The remap menu shows the color space that your image is in. Typically this would be linear for rendered images and sRGB for 8 bit image files. By default "it" chooses the image space of the image and when it does this the image space is preceded by a *. You can use the menu to override "it"'s choice (the * indicator will go away)
"it" supports view mapping output images to accommodate your workflow of choice using the OpenColorIO system (http://opencolorio.org). Your view mapping defaults can be set for images rendered to "it" as your framebuffer (regardless of bit depth) or for imported images (with different mapping for different types, if necessary).
There are several important things to remember about remapping:
Remapping is applied only for viewing files. It is not burned in. See Burn Mapping On Save preference.
Images rendered via RenderMan are, by default, in linear space, unless an exposure is applied to the output (which can be done in RfM via the Output Settings tab of the RenderMan controls).
If you do apply an exposure to your output, be sure to make the proper adjustment to the default image mapping for rendered images.

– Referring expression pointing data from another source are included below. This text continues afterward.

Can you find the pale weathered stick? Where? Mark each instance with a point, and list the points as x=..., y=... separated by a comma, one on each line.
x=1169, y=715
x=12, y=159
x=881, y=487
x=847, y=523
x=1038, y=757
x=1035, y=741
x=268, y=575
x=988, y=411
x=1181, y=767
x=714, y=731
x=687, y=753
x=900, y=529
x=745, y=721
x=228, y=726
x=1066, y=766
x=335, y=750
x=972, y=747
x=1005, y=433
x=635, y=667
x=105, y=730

The OpenColorIO setup can be changed via your it.ini, though, as always, we strongly recommend making the changes in a site-specific surrogate ini file, referenced via RMS_SCRIPT_PATHS. "it" will also use the environment variable OCIO if it is set to find the OpenColorIO config file.
A special entry on the remap menu is the Shadow Map option, which is useful for viewing shadow map files. These files can have huge ranges that are well beyond zero to one, so the traditional way to display these has been to rescale the min and max values to zero and about 0.9, and then invert them with (1 - val).